Olivier Gallay focuses on operations research and on the optimization of complex systems, with a special emphasis on transportation, sustainable logistics, and supply chain management.

What area of research are you involved with?

I’m an applied mathematician who focuses on operations research and the optimization of various systems arising in logistics, transportation, and supply chains. Recently I spent four years with the transportation optimization team at IBM Research in Zürich, for example, working on the optimization of different aspects of transportation, from trains to car traffic to pricing for airlines.

At the University of Lausanne I’m still working on these types of problems, primarily on the operational aspects of transportation networks, focusing on real problems that emerge from practice, usually with industry partners. A good example is the vehicle routing problem. You have a set of locations to visit, for parcel delivery, for example, and you have to find a set of optimal routes, visiting a certain number of clients, focusing on a specific objective to be optimized, whether that is distance travelled, CO2 emissions, the number of vehicles, or the time taken.

What public organizations use someone with your skills to investigate these kinds of optimization problems?

There’s mainly the state – government, policymakers, and regulators.

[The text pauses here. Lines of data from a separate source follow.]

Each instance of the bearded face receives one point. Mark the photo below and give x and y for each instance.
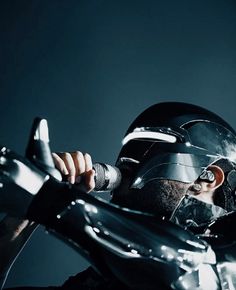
(159, 197)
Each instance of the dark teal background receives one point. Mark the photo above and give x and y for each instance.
(90, 67)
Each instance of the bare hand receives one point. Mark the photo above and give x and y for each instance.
(76, 167)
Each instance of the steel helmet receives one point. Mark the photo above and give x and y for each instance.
(178, 141)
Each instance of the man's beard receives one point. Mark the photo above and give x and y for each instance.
(159, 197)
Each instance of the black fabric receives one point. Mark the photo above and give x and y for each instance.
(86, 280)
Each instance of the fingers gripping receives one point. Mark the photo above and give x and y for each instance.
(77, 167)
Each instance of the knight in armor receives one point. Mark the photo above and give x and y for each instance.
(178, 165)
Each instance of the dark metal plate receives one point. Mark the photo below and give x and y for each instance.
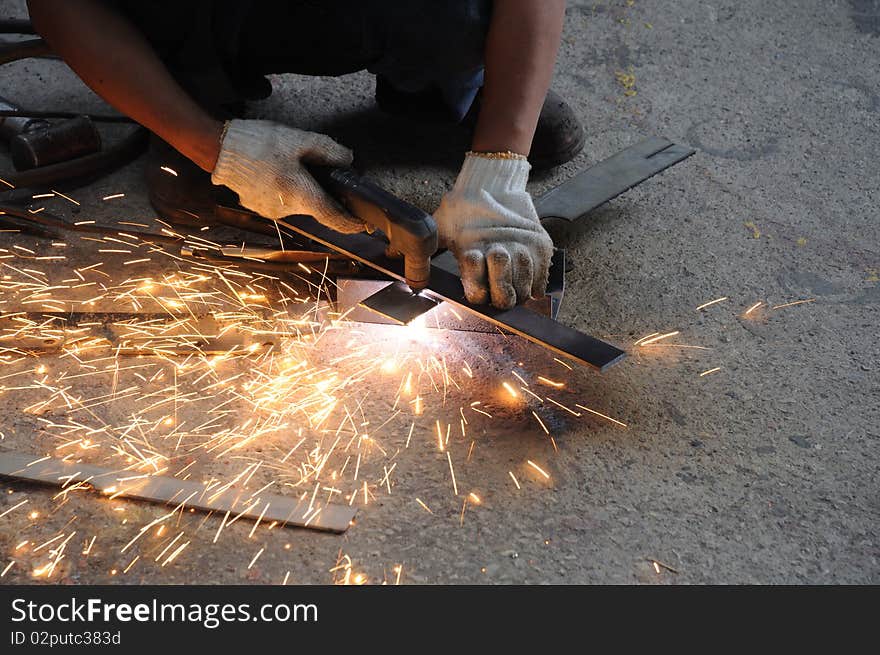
(610, 177)
(398, 303)
(447, 286)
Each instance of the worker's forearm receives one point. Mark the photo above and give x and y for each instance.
(520, 54)
(115, 60)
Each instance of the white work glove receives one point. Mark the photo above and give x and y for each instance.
(262, 162)
(489, 222)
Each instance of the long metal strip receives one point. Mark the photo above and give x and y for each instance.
(610, 177)
(446, 286)
(328, 517)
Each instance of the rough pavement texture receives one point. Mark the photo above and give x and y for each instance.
(765, 471)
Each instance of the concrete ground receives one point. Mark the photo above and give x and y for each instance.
(765, 471)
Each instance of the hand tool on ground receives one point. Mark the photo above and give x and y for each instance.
(35, 142)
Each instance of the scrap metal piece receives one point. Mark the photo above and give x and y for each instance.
(609, 178)
(538, 329)
(398, 303)
(287, 511)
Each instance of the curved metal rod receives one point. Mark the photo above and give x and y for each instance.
(13, 51)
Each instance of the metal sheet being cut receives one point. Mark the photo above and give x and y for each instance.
(538, 329)
(398, 303)
(287, 511)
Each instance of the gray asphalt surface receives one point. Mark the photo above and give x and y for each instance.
(765, 471)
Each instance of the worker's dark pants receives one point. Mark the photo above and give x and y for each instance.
(414, 45)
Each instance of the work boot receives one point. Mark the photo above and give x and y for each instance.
(184, 197)
(559, 136)
(188, 199)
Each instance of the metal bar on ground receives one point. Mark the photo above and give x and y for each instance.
(610, 177)
(328, 517)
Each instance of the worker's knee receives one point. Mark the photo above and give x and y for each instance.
(438, 40)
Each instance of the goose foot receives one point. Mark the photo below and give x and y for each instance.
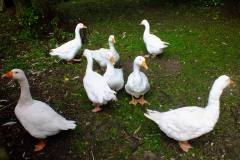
(184, 145)
(134, 101)
(97, 108)
(142, 101)
(40, 145)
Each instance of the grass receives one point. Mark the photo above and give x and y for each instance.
(203, 45)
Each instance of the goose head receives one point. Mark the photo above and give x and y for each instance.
(16, 74)
(111, 39)
(144, 23)
(141, 61)
(223, 81)
(111, 58)
(80, 26)
(87, 53)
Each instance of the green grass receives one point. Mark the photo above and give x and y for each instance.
(203, 42)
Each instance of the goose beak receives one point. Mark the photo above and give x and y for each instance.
(144, 64)
(112, 60)
(232, 83)
(8, 75)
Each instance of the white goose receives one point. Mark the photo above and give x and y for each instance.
(113, 76)
(153, 43)
(101, 54)
(187, 123)
(38, 118)
(68, 50)
(96, 86)
(137, 84)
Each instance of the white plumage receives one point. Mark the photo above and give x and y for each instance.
(38, 118)
(100, 55)
(153, 43)
(95, 85)
(113, 76)
(187, 123)
(68, 50)
(137, 83)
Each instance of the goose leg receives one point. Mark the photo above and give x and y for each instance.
(142, 101)
(40, 145)
(184, 145)
(97, 108)
(133, 101)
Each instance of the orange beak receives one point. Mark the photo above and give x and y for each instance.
(8, 75)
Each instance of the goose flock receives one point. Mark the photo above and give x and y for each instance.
(182, 124)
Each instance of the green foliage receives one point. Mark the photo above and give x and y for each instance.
(29, 22)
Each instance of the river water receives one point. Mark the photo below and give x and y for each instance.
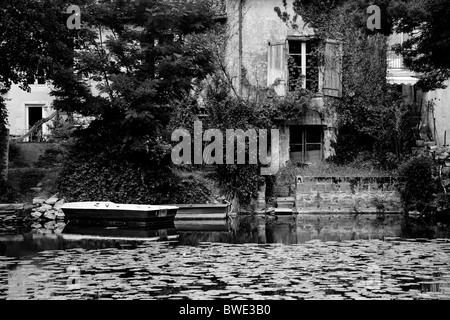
(57, 262)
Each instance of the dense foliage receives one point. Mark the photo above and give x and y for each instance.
(145, 59)
(371, 114)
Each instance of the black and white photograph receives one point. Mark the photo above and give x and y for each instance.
(222, 156)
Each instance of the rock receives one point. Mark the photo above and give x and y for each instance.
(36, 214)
(51, 201)
(44, 208)
(38, 200)
(36, 225)
(50, 225)
(58, 205)
(49, 215)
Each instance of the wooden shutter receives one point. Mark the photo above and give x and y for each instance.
(276, 67)
(332, 74)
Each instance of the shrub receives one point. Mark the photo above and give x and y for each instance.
(419, 185)
(125, 182)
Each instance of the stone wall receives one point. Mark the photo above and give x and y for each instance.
(346, 194)
(442, 157)
(29, 152)
(4, 137)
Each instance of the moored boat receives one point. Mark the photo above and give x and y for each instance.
(117, 212)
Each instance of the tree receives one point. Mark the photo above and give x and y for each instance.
(426, 52)
(141, 56)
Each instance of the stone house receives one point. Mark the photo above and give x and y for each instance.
(431, 109)
(260, 50)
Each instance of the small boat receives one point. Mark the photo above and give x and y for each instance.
(111, 212)
(202, 217)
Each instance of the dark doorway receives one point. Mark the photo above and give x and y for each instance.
(34, 115)
(306, 144)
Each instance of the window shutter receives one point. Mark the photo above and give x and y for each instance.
(332, 77)
(276, 67)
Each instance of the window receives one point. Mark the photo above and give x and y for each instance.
(303, 66)
(41, 77)
(305, 144)
(294, 62)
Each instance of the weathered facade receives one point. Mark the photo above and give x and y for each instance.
(260, 49)
(431, 108)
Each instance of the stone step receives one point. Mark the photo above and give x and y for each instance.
(286, 202)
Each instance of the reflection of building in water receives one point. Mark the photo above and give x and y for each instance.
(21, 283)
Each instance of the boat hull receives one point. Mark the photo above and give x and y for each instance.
(112, 212)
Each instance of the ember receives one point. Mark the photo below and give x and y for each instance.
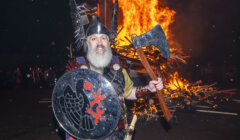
(138, 18)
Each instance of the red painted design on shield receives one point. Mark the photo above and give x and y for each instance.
(97, 115)
(88, 86)
(97, 99)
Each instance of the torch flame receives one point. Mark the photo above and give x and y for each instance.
(140, 16)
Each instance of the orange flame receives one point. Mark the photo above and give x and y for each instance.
(140, 16)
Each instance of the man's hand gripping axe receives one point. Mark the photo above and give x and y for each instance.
(155, 37)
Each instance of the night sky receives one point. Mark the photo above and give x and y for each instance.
(38, 31)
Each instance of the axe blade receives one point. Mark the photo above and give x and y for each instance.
(155, 37)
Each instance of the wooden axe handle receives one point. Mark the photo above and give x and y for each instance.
(153, 76)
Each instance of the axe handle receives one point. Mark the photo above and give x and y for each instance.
(153, 76)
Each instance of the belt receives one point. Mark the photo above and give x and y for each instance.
(121, 125)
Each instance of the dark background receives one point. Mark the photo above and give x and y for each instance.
(36, 32)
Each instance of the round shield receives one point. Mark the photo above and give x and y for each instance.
(85, 104)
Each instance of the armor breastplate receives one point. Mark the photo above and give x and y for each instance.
(116, 79)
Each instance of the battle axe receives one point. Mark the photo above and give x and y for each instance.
(155, 37)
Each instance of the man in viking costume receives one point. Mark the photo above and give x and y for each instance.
(100, 60)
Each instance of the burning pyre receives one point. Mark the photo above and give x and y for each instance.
(139, 17)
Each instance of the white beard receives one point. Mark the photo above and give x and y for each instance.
(99, 61)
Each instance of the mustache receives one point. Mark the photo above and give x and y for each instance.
(100, 46)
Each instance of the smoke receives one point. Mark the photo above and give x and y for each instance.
(203, 28)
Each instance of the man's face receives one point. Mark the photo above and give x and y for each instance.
(99, 52)
(99, 43)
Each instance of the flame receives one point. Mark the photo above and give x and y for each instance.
(141, 16)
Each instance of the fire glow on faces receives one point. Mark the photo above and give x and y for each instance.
(99, 52)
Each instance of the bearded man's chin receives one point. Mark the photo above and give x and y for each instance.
(99, 61)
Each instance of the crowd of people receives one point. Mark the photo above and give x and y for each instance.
(29, 77)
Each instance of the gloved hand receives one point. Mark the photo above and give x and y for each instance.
(153, 85)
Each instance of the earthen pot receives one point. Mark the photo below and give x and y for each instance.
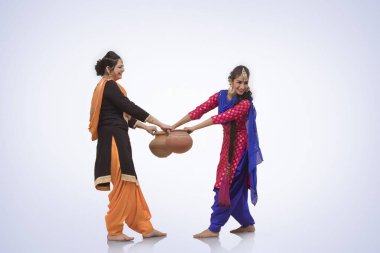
(158, 145)
(179, 141)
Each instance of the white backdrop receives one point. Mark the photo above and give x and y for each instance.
(314, 73)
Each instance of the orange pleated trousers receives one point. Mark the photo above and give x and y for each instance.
(127, 203)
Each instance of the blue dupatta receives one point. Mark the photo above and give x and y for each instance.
(254, 152)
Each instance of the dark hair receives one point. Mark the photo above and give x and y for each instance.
(235, 73)
(109, 60)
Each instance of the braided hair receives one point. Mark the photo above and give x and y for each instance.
(236, 72)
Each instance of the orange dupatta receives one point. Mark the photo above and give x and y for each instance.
(96, 103)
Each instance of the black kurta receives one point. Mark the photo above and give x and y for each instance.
(113, 124)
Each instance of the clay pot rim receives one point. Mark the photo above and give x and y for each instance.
(176, 131)
(179, 131)
(160, 133)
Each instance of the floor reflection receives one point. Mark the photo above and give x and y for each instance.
(146, 245)
(246, 244)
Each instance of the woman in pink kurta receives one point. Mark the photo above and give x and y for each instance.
(233, 177)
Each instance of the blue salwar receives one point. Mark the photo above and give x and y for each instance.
(247, 166)
(239, 205)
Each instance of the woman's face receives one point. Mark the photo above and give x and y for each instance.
(240, 85)
(117, 72)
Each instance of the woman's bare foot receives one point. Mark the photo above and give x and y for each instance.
(206, 234)
(154, 233)
(249, 229)
(119, 237)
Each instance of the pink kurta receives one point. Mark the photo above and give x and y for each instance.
(239, 113)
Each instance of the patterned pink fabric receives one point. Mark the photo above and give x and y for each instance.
(239, 113)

From a general perspective, mobility is increasing. Take the growing populations of cities and the increased numbers of passengers, or the increase in freight because e-commerce is booming for example. This trend is likely to continue for at least a decade, as drastic societal changes would be required to reverse this tendency. Even more efficient transport systems are reinforcing this trend. Improve train speeds, for example, and people live further away and commute further to work. The quicker and easier it becomes to have home deliveries, the more people will order online.

Accordingly, optimization and efficiency in the transportation system will lead to increasing demand, in the short and mid term at least. Which in turn means greater mobility, more people travelling, more freight to be delivered, and the associated problems – congestion, pollution, sustainability issues.

Presumably commercial organizations are also keen to use transportation optimization? Trying to drive down costs or improve customer service, for example.

Yes. But while these organizations may be motivated by cost reduction or customer service improvement, an additional motivation is often to discover solutions to new and emerging problems when no suitable solution currently exists.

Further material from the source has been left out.